Ceglia claimed in a federal lawsuit that he gave Zuckerberg $1,000 in start-up money when the Facebook CEO was a student at Harvard University in exchange for a 50 percent share of the future company. That lawsuit was dismissed after a court deemed that Ceglia created fraudulent email evidence.

Prosecutors filed mail fraud and wire fraud charges that carry up to 40 years in prison. Ceglia has pleaded not guilty.

Authorities are unable to pinpoint the moment Ceglia went missing last weekend. After slicing off his electronic monitoring bracelet, authorities said Ceglia attached it to a motor-driven device to make it appear as though he was still wearing it and moving around his home in Wellsville, New York.
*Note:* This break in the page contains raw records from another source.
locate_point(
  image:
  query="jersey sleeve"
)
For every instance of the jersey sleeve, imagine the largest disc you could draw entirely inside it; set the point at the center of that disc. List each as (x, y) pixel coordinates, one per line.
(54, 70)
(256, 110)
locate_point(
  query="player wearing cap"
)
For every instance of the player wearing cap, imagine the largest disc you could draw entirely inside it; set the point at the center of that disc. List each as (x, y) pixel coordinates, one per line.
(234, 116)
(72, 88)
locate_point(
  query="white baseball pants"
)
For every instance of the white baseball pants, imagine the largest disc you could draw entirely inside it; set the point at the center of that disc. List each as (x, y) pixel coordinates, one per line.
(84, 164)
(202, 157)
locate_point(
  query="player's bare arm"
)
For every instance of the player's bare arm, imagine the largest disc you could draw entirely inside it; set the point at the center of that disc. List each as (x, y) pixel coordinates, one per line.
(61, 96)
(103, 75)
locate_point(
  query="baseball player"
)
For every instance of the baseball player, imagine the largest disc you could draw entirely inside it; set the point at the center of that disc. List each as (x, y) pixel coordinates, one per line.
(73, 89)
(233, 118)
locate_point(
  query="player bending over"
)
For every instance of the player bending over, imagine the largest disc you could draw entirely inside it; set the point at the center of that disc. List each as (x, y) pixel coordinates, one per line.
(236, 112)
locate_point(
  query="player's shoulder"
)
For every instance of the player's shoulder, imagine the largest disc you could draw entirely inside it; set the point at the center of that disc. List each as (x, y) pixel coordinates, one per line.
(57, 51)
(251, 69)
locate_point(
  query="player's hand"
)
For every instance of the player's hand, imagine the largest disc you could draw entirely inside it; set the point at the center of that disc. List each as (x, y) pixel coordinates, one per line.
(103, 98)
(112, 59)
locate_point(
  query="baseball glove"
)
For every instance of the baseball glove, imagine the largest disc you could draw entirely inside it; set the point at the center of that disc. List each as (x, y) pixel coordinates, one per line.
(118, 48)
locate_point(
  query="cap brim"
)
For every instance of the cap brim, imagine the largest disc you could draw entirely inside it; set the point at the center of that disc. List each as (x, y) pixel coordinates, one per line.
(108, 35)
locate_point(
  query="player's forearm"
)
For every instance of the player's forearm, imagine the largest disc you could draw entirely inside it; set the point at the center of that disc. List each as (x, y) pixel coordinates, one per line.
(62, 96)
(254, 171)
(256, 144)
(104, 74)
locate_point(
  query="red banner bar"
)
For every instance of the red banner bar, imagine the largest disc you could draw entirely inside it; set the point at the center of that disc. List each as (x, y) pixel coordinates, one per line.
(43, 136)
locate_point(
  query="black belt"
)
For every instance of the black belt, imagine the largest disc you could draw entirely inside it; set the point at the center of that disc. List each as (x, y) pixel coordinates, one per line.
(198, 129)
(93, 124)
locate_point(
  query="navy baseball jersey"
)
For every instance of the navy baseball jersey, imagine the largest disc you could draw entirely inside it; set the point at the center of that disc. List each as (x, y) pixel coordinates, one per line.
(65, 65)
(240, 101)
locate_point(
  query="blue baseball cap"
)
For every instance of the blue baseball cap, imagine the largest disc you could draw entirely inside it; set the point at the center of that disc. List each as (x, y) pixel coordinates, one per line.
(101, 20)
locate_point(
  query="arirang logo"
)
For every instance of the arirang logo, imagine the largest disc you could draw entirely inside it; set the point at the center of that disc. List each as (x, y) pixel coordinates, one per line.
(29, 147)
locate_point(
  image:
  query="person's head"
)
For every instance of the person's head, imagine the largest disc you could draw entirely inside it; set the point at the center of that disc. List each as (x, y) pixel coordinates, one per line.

When authorities visited Ceglia's home on Sunday, no one answered, according to documents filed in the 2nd U.S. Circuit Court of Appeals in Manhattan. However, they said they were able to hear a mechanical noise inside the home. They came back Sunday night with a search warrant and entered the home, where they found Ceglia's bracelet hanging from a contraption on the ceiling, according to the documents.

The bracelet's charger was also connected to a timer, allowing authorities to still receive the same reports they would get when Ceglia periodically charged his device, according to the documents.

"The facts may suggest a high likelihood he may have [removed his bracelet on his own] but the actual fact that he did something is not there," Fogg said, suggesting there is no definitely proof that his client was the one who cut the bracelet.

Fogg said he has tried emailing Ceglia but has not received a reply.

A missing persons report was filed Wednesday for Ceglia's wife, Iasia Ceglia, and his two sons, Joseffinn, 11, and Leenan, 10, according to the Associated Press.

Iasia Ceglia's sister, Brianna Caster, told ABC News she wasn't surprised Ceglia "would attempt something like this" but said it was unlike her sister to simply leave without telling anyone.

"We don’t believe she would participate in this willingly," Caster said. "Just from what we know in the past, we wouldn't put it past him to say the kids are coming with me with or without you. She puts everyone before herself and would want to make sure her kids are safe."

The Associated Press contributed to this report.